There's a shared database on the mysql host. It is periodically refreshed from the mirror with the following command:

bin/pkgdb sync-catalogs-from-tree current /home/mirror/opencsw/current

Note: Please only refresh the common catalog, and don't refresh 'unstable', 'testing' or 'stable'.

Outside the buildfarm

The first time you run checkpkg after the /var/sadm/install/contents file has been modified, the cache database will be purged and repopulated. This can take a long time and requires an exclusive lock on the database.

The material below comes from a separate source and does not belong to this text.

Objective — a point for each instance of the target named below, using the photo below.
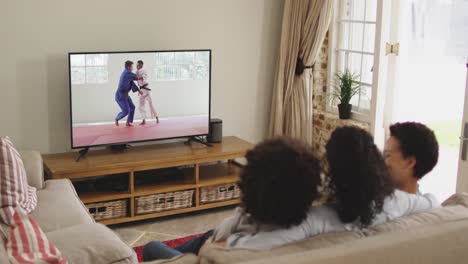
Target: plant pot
(344, 111)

If at the same time another of instance of checkpkg is running on the same host, it might fail with:

sqlite3.OperationalError: database is locked

Wait until the database has been updated and run checkpkg again.

You can inspect the database by running:

sqlite3 ~/.checkpkg/<file-name>

When running checkpkg outside the buildfarm, you need to either run it on a host named e.g. "current10s" or "current10x", or set CATALOG_RELEASE to 'current' in ~/.garrc.

Bootstrapping a shared database

It can be any database which is supported by sqlobject. MySQL and sqlite have been tested. If MySQL is used, the database has to be created, and a user which has access to that database must be created.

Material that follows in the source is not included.